Fall 2009

Inverting the Economic Order

Wendell Berry

“A properly ordered economy, putting nature first and consumption last, would start with the subsistence or household economy and proceed from that to the economy of markets.”

My economic view is from ground level. It is a point of view sometimes described as “agrarian.” That means that in ordering the economy of a household or community or nation, I would put nature first, the economies of land use second, the manufacturing economy third, and the consumer economy fourth. The first law of such an economy would be what the agriculturalist Sir Albert Howard called “the law of return.” This law requires that what is taken from nature must be given back; the fertility cycle must be maintained in continuous rotation. An authentic economy, then, would be based upon renewable resources: land, water, ecological health. These resources, if they are to stay renewable in human use, will depend, in turn, upon resources of culture that also must be kept renewable: accurate local memory, truthful accounting, continuous maintenance, unwastefulness, and a democratic distribution of now-rare practical arts and skills. The primary value in this economy would be the capacity of the natural and cultural systems to renew themselves. The economic virtues thus would be honesty, thrift, care, good work, generosity, and (since this is a creaturely and human, not a mechanical, economy) imagination, from which we have compassion. That primary value and these virtues are essential to what we have been calling “sustainability.”

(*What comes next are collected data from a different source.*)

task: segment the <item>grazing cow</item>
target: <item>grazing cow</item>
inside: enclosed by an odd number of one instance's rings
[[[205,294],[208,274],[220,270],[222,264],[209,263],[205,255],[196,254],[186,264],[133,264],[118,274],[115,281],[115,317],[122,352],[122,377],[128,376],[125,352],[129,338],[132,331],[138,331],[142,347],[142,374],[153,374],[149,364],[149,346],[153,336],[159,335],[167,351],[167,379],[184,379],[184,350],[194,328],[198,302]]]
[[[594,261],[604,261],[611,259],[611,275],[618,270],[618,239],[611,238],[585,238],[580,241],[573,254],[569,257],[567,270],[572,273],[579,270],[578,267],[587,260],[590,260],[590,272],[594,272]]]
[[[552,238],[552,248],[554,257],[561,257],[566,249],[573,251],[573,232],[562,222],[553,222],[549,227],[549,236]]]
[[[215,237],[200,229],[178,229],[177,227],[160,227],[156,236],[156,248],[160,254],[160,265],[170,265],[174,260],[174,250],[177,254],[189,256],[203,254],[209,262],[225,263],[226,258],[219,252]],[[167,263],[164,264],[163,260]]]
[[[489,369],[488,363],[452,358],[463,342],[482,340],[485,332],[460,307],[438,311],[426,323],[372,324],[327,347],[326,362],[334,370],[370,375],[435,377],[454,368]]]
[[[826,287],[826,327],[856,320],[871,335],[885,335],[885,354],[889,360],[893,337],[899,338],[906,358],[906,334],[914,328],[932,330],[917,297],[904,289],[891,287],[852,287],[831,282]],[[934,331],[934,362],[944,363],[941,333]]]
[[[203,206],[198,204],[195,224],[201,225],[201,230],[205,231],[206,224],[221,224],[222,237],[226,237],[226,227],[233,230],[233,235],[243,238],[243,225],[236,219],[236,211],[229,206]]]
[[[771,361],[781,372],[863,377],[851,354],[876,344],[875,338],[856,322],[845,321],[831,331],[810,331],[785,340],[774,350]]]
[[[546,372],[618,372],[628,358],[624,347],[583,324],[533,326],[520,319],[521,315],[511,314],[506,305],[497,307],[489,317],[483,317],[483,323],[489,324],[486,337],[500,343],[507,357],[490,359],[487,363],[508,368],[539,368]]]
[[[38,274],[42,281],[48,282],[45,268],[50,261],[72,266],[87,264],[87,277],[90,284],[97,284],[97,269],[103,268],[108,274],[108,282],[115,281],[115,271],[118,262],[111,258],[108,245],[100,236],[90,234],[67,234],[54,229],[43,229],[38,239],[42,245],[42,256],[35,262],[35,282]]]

A properly ordered economy, putting nature first and consumption last, would start with the subsistence or household economy and proceed from that to the economy of markets. It would be the means by which people provide to themselves and to others the things necessary to support life: goods coming from nature and human work. It would distinguish between needs and mere wants, and it would grant a firm precedence to needs.

A proper economy, moreover, would designate certain things as priceless. This would not be, as now, the “pricelessness” of things that are extremely rare or expensive, but would refer to things of absolute value, above and beyond any price that could be set upon them by any market. The things of absolute value would be fertile land, clean water and air, ecological health, and the capacity of nature to renew itself in the economic landscapes. The cultural precedent for this assignment of absolute value that is nearest to us probably is biblical, as in Psalm 24 (“The Earth is the Lord’s, and the fullness thereof . . .”) and Leviticus 25:23 (“The land shall not be sold forever . . .”). But there are precedents in all societies and traditions that have understood the land or the world as sacred—or, speaking practically, as possessing a suprahuman value. The rule of pricelessness clearly imposes certain limits upon the idea of landownership. Owners would enjoy certain customary privileges, necessarily, as the land would be entrusted to their intelligence and responsibility. But they would be expected to use the land as its servants and on behalf of all the living.

The present and now-failing economy is just about exactly opposite to the economy I have just described. Over a long time, and by means of a set of handy prevarications, our economy has become an anti-economy, a financial system without a sound economic basis and without economic virtues.

It has inverted the economic order that puts nature first. This economy is based upon consumption, which ultimately serves not the ordinary consumers but a tiny class of excessively wealthy people for whose further enrichment the economy is understood (by them) to exist. For the purpose of their further enrichment, these plutocrats and the great corporations that serve them have controlled the economy by the purchase of political power. The purchased governments do not act in the interest of the governed; they act instead as agents for the corporations.